Ce management singulier des relations humaines est aussi un héritage historique d’un patron emblématique du Groupe, François Dalle, que vous n’avez pas peur d’appeler le visionnaire, et qui s’est souvent exprimé sur sa vision du management1. Le cycle Inside L’Oréal de l’École de Paris n’est-il pas une manière de renouer avec cette histoire et la volonté de laisser une trace ?

J.-C. L. G. : Si, bien sûr ! Quand on a la chance d’avoir des valeurs bien pensées et ancrées depuis longtemps dans une culture, il serait vraiment dommage de tomber dans ce syndrome, qui semble saisir tant de monde aujourd’hui, consistant à vouloir tout réinventer par principe. La mode managériale est comme toutes les modes : elle se démode. Notre université est et restera intemporelle. Je trouve formidable de se dire qu’on s’inscrit dans une tradition tout en la faisant vivre de façon contemporaine, car, bien sûr, on ne gère pas les relations humaines en 2024 comme on le faisait en 2000. Les débats organisés par l’École de Paris autour des pratiques managériales de L’Oréal, dans des domaines aussi différents que l’intelligence artificielle dans le recrutement, la Beauty Tech ou la RSE, participent de cette volonté de rendre contemporaine notre tradition managériale.


Une autre caractéristique de la culture L’Oréal est d’être arrivée, jusqu’ici, à conserver une âme et des réflexes entrepreneuriaux, ce qui est très difficile pour une grande entreprise. Comment arrivez-vous à stimuler cet esprit de conquête ?

J.-C. L. G. : C’est vrai, et pour garder cet esprit d’entrepreneur, il ne faut pas lâcher ce cap, malgré les difficultés ou les contraintes.
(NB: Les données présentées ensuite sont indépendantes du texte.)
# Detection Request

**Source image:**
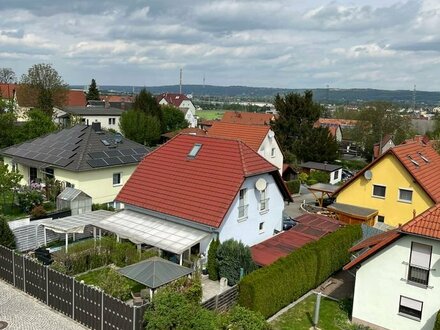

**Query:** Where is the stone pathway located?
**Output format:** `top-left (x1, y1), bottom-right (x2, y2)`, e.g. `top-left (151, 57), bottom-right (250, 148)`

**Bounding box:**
top-left (0, 280), bottom-right (86, 330)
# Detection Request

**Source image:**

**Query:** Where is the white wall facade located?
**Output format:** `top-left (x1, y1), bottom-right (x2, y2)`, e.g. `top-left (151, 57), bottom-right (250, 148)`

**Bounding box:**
top-left (258, 130), bottom-right (284, 174)
top-left (218, 174), bottom-right (284, 246)
top-left (353, 235), bottom-right (440, 330)
top-left (4, 157), bottom-right (137, 204)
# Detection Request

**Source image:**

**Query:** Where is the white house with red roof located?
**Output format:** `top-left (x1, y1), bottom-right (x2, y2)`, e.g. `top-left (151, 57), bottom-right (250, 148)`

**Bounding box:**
top-left (156, 93), bottom-right (197, 127)
top-left (101, 134), bottom-right (291, 262)
top-left (344, 204), bottom-right (440, 330)
top-left (207, 120), bottom-right (284, 173)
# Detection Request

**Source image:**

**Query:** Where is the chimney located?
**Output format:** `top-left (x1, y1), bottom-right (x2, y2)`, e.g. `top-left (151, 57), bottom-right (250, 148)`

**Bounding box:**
top-left (92, 122), bottom-right (101, 132)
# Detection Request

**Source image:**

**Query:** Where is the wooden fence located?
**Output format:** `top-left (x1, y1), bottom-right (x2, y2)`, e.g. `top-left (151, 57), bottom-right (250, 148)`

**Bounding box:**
top-left (202, 285), bottom-right (238, 311)
top-left (0, 245), bottom-right (147, 330)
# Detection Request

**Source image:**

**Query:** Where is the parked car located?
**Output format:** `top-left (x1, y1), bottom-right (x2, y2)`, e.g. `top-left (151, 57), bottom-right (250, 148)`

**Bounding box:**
top-left (283, 212), bottom-right (298, 230)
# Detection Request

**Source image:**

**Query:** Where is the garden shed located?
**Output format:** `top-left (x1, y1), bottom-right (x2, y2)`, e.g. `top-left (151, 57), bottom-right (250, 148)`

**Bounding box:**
top-left (57, 187), bottom-right (92, 215)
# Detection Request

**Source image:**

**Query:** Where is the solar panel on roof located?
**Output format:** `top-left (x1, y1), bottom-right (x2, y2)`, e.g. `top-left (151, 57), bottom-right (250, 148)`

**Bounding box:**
top-left (89, 151), bottom-right (107, 159)
top-left (119, 149), bottom-right (136, 156)
top-left (105, 150), bottom-right (122, 157)
top-left (104, 157), bottom-right (122, 165)
top-left (87, 159), bottom-right (107, 168)
top-left (119, 156), bottom-right (137, 164)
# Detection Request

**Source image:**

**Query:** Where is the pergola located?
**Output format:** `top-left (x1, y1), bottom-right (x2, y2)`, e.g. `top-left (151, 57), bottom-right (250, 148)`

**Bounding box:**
top-left (118, 257), bottom-right (194, 301)
top-left (308, 183), bottom-right (339, 207)
top-left (97, 210), bottom-right (210, 265)
top-left (40, 210), bottom-right (114, 252)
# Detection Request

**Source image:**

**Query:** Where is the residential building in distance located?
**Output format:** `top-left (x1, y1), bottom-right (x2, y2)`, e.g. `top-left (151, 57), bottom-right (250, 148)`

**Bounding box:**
top-left (221, 111), bottom-right (275, 126)
top-left (1, 123), bottom-right (149, 206)
top-left (334, 139), bottom-right (440, 227)
top-left (54, 106), bottom-right (124, 132)
top-left (102, 134), bottom-right (292, 262)
top-left (207, 121), bottom-right (284, 173)
top-left (299, 162), bottom-right (342, 184)
top-left (344, 204), bottom-right (440, 330)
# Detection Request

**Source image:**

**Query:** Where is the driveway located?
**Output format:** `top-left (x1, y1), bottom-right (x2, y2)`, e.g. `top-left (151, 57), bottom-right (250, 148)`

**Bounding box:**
top-left (0, 280), bottom-right (87, 330)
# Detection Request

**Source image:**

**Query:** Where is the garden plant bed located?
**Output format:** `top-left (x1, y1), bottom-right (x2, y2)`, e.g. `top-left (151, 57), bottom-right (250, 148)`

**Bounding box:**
top-left (271, 294), bottom-right (360, 330)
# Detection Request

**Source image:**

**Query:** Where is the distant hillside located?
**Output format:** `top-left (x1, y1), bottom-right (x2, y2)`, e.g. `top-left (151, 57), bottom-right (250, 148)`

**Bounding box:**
top-left (71, 85), bottom-right (440, 106)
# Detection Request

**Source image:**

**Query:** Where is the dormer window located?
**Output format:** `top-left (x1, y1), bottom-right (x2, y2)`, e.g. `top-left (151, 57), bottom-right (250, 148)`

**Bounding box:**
top-left (188, 143), bottom-right (202, 158)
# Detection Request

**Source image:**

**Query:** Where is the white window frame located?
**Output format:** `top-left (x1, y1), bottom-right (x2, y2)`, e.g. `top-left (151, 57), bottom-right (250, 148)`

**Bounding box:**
top-left (371, 184), bottom-right (387, 199)
top-left (112, 172), bottom-right (122, 187)
top-left (397, 188), bottom-right (414, 204)
top-left (238, 188), bottom-right (248, 221)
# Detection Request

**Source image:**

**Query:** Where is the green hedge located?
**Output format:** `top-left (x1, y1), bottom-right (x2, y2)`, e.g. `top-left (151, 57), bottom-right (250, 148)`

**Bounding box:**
top-left (286, 179), bottom-right (301, 194)
top-left (433, 311), bottom-right (440, 330)
top-left (238, 225), bottom-right (362, 318)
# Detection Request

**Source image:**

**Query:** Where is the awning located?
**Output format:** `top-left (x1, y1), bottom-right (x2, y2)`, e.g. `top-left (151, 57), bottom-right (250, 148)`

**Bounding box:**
top-left (118, 257), bottom-right (194, 289)
top-left (98, 210), bottom-right (209, 254)
top-left (41, 210), bottom-right (114, 234)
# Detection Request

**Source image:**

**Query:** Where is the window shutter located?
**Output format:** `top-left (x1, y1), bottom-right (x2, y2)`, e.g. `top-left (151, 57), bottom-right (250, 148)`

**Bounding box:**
top-left (410, 242), bottom-right (432, 269)
top-left (400, 296), bottom-right (423, 312)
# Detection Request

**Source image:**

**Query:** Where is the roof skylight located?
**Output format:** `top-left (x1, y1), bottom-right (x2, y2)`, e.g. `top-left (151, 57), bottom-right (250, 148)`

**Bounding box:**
top-left (188, 143), bottom-right (202, 158)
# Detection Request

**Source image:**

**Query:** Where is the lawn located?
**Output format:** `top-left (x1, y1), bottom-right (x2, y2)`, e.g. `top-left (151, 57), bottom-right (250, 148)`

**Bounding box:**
top-left (196, 110), bottom-right (225, 120)
top-left (272, 295), bottom-right (360, 330)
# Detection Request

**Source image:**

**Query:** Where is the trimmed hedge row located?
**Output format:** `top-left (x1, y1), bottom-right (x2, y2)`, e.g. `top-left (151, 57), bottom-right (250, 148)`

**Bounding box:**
top-left (286, 179), bottom-right (301, 194)
top-left (238, 225), bottom-right (362, 318)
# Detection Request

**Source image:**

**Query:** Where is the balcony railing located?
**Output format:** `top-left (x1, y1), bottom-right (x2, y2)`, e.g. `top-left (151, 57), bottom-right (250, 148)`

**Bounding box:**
top-left (238, 204), bottom-right (249, 219)
top-left (408, 265), bottom-right (429, 285)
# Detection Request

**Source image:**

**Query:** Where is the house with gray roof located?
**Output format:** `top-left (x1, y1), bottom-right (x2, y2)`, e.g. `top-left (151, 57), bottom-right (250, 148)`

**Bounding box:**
top-left (0, 123), bottom-right (149, 207)
top-left (54, 106), bottom-right (124, 132)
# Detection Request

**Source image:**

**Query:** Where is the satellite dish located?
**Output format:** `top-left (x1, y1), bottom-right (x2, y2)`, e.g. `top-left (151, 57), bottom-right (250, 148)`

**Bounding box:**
top-left (255, 178), bottom-right (267, 191)
top-left (364, 170), bottom-right (373, 180)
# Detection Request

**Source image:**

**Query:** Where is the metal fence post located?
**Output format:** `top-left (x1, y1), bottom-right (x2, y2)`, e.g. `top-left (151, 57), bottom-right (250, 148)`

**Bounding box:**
top-left (12, 250), bottom-right (15, 286)
top-left (72, 277), bottom-right (75, 319)
top-left (22, 257), bottom-right (26, 292)
top-left (46, 266), bottom-right (49, 306)
top-left (101, 291), bottom-right (104, 330)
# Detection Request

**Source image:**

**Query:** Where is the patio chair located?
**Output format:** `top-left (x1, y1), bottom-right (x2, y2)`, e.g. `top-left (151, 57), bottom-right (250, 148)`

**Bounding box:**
top-left (131, 292), bottom-right (144, 306)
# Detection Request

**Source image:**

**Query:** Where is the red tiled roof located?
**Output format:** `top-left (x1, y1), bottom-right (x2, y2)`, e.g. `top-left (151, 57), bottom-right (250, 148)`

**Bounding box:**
top-left (343, 229), bottom-right (401, 270)
top-left (221, 111), bottom-right (274, 125)
top-left (116, 134), bottom-right (291, 228)
top-left (335, 140), bottom-right (440, 203)
top-left (400, 204), bottom-right (440, 239)
top-left (208, 121), bottom-right (270, 151)
top-left (66, 90), bottom-right (87, 107)
top-left (156, 93), bottom-right (189, 108)
top-left (251, 214), bottom-right (342, 266)
top-left (0, 84), bottom-right (18, 99)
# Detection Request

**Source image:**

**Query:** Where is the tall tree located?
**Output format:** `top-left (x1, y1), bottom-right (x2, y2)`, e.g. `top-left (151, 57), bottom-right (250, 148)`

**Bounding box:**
top-left (161, 105), bottom-right (189, 133)
top-left (19, 63), bottom-right (68, 115)
top-left (352, 101), bottom-right (415, 160)
top-left (19, 109), bottom-right (58, 142)
top-left (272, 91), bottom-right (338, 162)
top-left (86, 79), bottom-right (100, 101)
top-left (0, 68), bottom-right (17, 84)
top-left (119, 110), bottom-right (161, 146)
top-left (133, 88), bottom-right (165, 132)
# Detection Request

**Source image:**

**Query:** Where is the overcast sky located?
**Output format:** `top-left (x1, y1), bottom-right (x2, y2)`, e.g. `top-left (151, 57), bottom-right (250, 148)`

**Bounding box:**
top-left (0, 0), bottom-right (440, 90)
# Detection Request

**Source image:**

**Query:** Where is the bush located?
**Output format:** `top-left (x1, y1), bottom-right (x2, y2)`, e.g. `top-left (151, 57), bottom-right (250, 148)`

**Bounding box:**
top-left (31, 205), bottom-right (47, 218)
top-left (0, 215), bottom-right (15, 249)
top-left (207, 239), bottom-right (220, 281)
top-left (433, 310), bottom-right (440, 330)
top-left (286, 179), bottom-right (301, 194)
top-left (239, 225), bottom-right (362, 317)
top-left (217, 239), bottom-right (256, 285)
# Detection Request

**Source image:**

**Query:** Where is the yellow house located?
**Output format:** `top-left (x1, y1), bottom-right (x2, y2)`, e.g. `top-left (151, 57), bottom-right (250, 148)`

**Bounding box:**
top-left (1, 123), bottom-right (149, 208)
top-left (330, 139), bottom-right (440, 227)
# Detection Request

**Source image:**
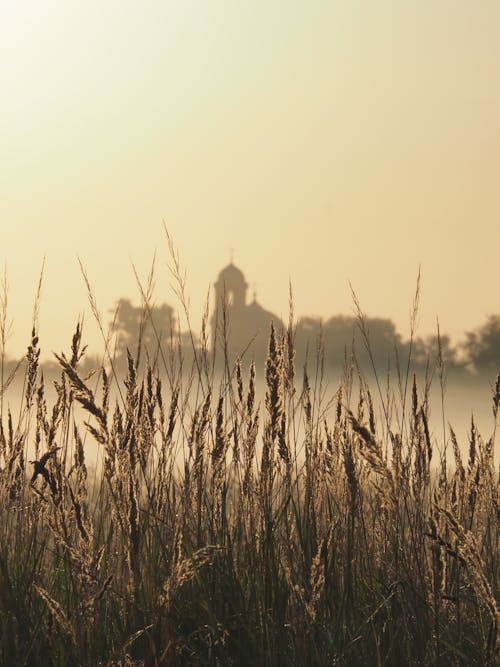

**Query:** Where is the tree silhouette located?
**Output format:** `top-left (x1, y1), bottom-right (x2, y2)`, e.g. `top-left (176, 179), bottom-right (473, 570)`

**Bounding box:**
top-left (463, 315), bottom-right (500, 375)
top-left (113, 298), bottom-right (176, 358)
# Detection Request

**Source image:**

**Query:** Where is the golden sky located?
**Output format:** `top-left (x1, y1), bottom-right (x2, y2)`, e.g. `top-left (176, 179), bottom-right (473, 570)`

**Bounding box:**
top-left (0, 0), bottom-right (500, 355)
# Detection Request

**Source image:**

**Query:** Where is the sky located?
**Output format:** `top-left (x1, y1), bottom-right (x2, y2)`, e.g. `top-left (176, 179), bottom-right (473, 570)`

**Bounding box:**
top-left (0, 0), bottom-right (500, 357)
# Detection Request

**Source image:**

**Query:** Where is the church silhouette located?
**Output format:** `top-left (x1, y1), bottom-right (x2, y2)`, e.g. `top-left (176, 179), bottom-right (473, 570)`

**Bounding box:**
top-left (210, 261), bottom-right (283, 361)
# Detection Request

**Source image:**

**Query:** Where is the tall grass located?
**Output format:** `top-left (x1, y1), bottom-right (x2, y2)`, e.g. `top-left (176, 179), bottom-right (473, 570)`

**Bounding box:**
top-left (0, 268), bottom-right (500, 666)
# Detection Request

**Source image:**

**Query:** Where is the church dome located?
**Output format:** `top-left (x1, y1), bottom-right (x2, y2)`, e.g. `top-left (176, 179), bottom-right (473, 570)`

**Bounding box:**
top-left (217, 263), bottom-right (246, 285)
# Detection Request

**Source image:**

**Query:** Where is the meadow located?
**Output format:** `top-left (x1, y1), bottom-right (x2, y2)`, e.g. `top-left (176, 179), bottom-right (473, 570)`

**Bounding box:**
top-left (0, 272), bottom-right (500, 667)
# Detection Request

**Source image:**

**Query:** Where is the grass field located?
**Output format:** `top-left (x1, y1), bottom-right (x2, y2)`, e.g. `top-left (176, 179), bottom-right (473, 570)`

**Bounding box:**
top-left (0, 274), bottom-right (500, 666)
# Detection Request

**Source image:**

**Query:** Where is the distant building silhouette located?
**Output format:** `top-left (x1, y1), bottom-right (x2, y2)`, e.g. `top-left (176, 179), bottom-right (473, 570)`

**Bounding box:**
top-left (210, 261), bottom-right (282, 361)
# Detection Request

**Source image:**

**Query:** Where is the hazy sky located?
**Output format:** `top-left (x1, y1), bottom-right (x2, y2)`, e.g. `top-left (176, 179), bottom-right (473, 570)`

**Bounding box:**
top-left (0, 0), bottom-right (500, 355)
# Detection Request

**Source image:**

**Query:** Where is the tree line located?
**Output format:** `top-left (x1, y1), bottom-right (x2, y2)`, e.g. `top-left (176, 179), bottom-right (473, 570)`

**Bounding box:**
top-left (4, 298), bottom-right (500, 377)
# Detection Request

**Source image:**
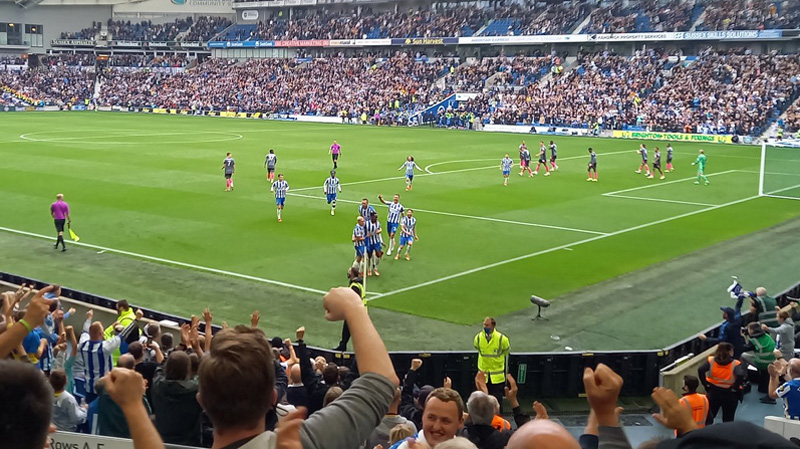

Il faut tenir jour après jour, année après année. La première chose à faire est de ne pas nous reposer sur nos lauriers. J’estime que c’est mon travail, avec d’autres, de partager des feedbacks difficiles qui nous rappellent que rien n’est jamais acquis. Nous luttons depuis toujours contre la complaisance, la suffisance et l’arrogance, qui sont des attitudes si faciles à adopter, surtout quand on a la chance d’être leader, mais qui tuent les entreprises. Nous avons dans notre culture une corde de rappel qui est ce goût pour la remise en question permanente, cette « saine inquiétude », comme disait François Dalle, qui nous maintient sur la brèche. Une fois encore, la confrontation est un bon ressort pour lutter contre la complaisance. L’autre ingrédient est peut-être aussi la curiosité, qui entretient la surprise, pousse à « saisir ce qui commence », toujours selon François Dalle, à ne jamais accepter le statu quo, le confort. J’espère que la variété des sujets abordés dans ce numéro spécial consacré à L’Oréal éveillera d’ailleurs la curiosité des lecteurs.


1. François Dalle, L’Aventure L’Oréal, Odile Jacob, 2001.